The "stock" design of windows in the Gifford calls for 3 matching windows per (long) side, one "picture" window opposite the front door, and 1-2 windows up in the gable/loft.  (And sky lights, but I haven't chosen those yet - I just know that I want it/them.)

For the window that I call the picture window, which is on the short wall opposite the front door, Jay has allowed for roughly a 49" x 32" window.  He calls for a 5 pane over one large pane, but my sketch doesn't show that detail - (a pretty detail that I will likely employ.)

Because of the generous size of that window, I will be able to hang my stained glass pieces vertically side-by-side in that window if I choose, depending on privacy needs and scenery.  (They will not be permanently affixed - they will have loops to hang.)

The kitchen window - it probably has a bit more flexibility with size and placement, but not a ton.  The plans call for roughly a 20" x 30" windows and that seems reasonable.  Either the kitchen or the bath will accommodate my stained glass round, which is 18" in diameter.  This sketch shows the stained glass round hanging in the kitchen window:

The bathroom window is fairly inflexible on placement, unless I want a window looking in on my toilet or into my shower.... I guess I probably have a wee (arr arr) bit of flexibility with size, but horizontally it pretty much has a set place that it needs to be installed. 

As you can see in the two sketches above, I think I am going to add a large, vertical window pane in the center of the room, one on each side of the house.  I will stagger them, so that you cannot see straight through the house, and I think the staggering will also help with the interior layout of furniture, etc.  I do not have the exact dimension of that window yet.  Nor do I know yet if it will open or not.  And the final consideration is racking.  I need to ask someone who knows more than me whether or not my walls can accept a window of that size and placement.

And then the third window, which in these two sketches is shown horizontal with the stained glass piece.  I've had varied responses from friends as to turning that window horizonally versus having it match the bathroom window.  I can't decide which I like better.  What do you think?  If you have an opinion, I'd really like to hear it.  Does it look too choppy?

 So now the work that remains here is to figure out the actual windows to order, and which windows will be operable, and then of the operable ones, which will have screens.  I love fresh air, but I'm not so excited about bugs joining me indoors.

And quite honestly, I really think one of these would be hilarious --

 but I can't figure out where it would go.  In the front door??  It just makes me laugh.


  1. Hi BA,
    I would make as many of those windows operable as possible, you can never have enough fresh air.
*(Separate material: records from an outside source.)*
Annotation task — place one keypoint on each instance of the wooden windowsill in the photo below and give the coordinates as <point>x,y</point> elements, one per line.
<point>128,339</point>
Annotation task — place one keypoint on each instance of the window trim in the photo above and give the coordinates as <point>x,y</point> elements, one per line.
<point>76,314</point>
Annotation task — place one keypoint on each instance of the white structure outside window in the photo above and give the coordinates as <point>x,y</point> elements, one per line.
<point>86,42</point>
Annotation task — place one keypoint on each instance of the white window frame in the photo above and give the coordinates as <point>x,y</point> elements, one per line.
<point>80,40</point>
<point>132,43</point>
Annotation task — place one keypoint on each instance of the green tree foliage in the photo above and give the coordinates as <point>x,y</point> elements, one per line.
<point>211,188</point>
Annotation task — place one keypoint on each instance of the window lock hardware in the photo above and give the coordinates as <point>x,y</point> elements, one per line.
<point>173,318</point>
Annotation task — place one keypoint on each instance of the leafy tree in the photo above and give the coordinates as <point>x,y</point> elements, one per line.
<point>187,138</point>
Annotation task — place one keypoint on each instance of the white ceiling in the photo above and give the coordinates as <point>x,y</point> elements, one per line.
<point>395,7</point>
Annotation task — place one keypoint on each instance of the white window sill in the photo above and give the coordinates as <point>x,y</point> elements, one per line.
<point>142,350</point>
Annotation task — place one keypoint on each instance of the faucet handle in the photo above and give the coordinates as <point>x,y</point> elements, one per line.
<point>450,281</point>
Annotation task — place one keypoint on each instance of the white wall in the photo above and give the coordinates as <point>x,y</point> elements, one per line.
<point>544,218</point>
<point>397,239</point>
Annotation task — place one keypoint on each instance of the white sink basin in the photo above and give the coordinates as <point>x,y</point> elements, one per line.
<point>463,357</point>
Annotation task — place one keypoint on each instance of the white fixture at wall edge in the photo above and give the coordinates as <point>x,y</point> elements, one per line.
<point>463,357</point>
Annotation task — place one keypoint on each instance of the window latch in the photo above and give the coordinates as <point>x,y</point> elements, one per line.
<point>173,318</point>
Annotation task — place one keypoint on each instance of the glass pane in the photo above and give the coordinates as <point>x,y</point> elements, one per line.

I really like the dog porthole window too. Regarding window placement, the house is so small that you will know where you will be sitting for doing different functions, so I would just imagine where you will be sitting when you want to look at views or need the additional daylight. Skylights are a great thing for bringing in extra daylight, especially in such a small space. Regarding the one window which you wanted to position horizontal, I would put it vertical. Sometimes windows have to be horizontal, but it is best if the windows of house are similarly oriented and also of similar proportions. You can make up for the proportion thing with the amount of muntin bars that you put in the window, for example a wider window might be 5 lites over one lite, and a narrower window would have 3 over 1 or 4 over 1. A good rule of thumb is to try and keep the proportion of the kites (panes of glass) the same. I hope this helps! Jason

  2. Jason -

    Wow, thank you so much! I will take all of that into consideration, and make some revisions. Many thanks for your time! You were fast! LOL


  3. I love how you did a paperhouse mock-up with the windows :-) Stained glass for the win! Now I have to go look up widow terminology -- Jason's response has me intrigued.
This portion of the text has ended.